La Fin du Monde (Abel Gance / France, 1931):

"Le premier grand spectacle du Cinéma parlant Français," tasked with nothing less than saving the planet. The one understated joke describes a protagonist equipped with "the gift of sacrifice," and who is there to wear the crown of thorns but Abel Gance himself? (The camera opens on a gum-chewing centurion before pulling back to reveal the Passion play in a cathedral, Bach chorales and all.) His Mary Magdalene (Colette Darfeuil) is coveted by the war-profiteering skunk (Samson Fainsilber), a Nobel Prize is cold comfort for the astronomer brother (Victor Francen) disillusioned with the state of things. The poet's purpose is to suffer, "he hopes to renew humanity, he can't even pay his rent," the answer from above is a colossal comet hurtling toward Earth. Waves break and lava flows, the stock market spirals and heads of state shudder. "Ce qui nous reste a vivre?" Gance's apocalypse, arbitrarily shaved by producers into a mishmash of leaden early-talkie tableaux and overheated spasms of silent-film syntax. Hysteria builds into a fever of distorting lenses, as befits the visionary who directs and acts in a daze. "And all those who hate each other, who want to kill each other... They will all huddle together like a giant flock of sheep, and we will be the shepherds." DeMille is nearby, a Capra gag (international journos side by side at the switchboard) is workshopped along the way.
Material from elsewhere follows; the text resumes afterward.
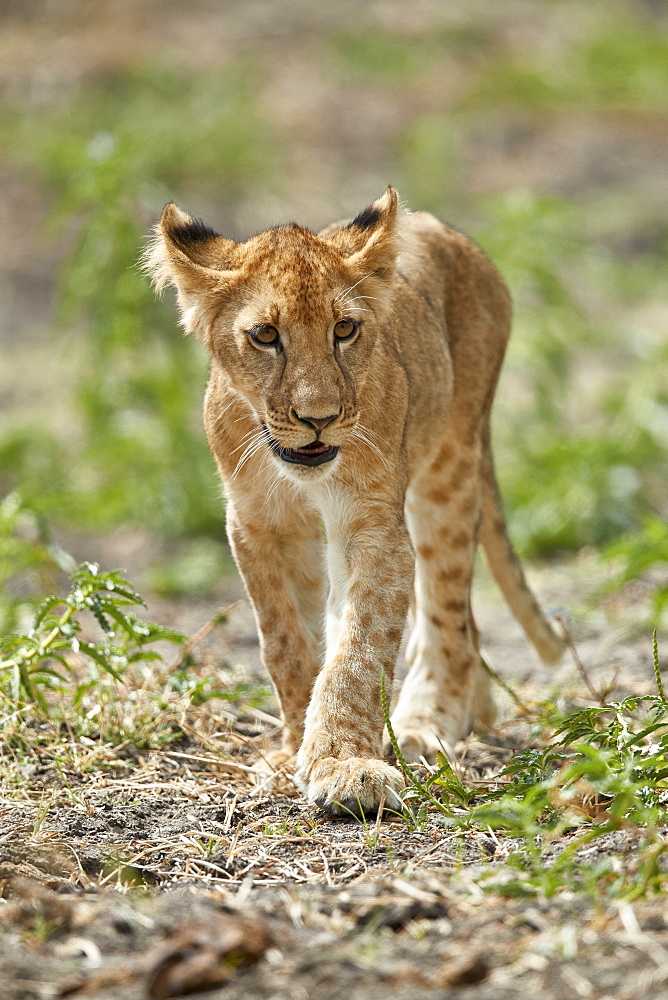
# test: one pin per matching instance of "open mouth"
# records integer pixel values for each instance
(315, 453)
Up and down the Eiffel Tower, cf. Crichton's The Lavender Hill Mob, a writhing orgy in defiance of the encroaching ball of fire. (The group-grope builds up quite a head of steam until killjoy monks crash the event.) The coda reappears in When Worlds Collide and The War of the Worlds, the enforced utopia of "une republique universelle" is soon seized by a different kind of megalomaniac. With Sylvie Gance, Jeanne Brindeau, Georges Colin, and Jean d'Yd. In black and white.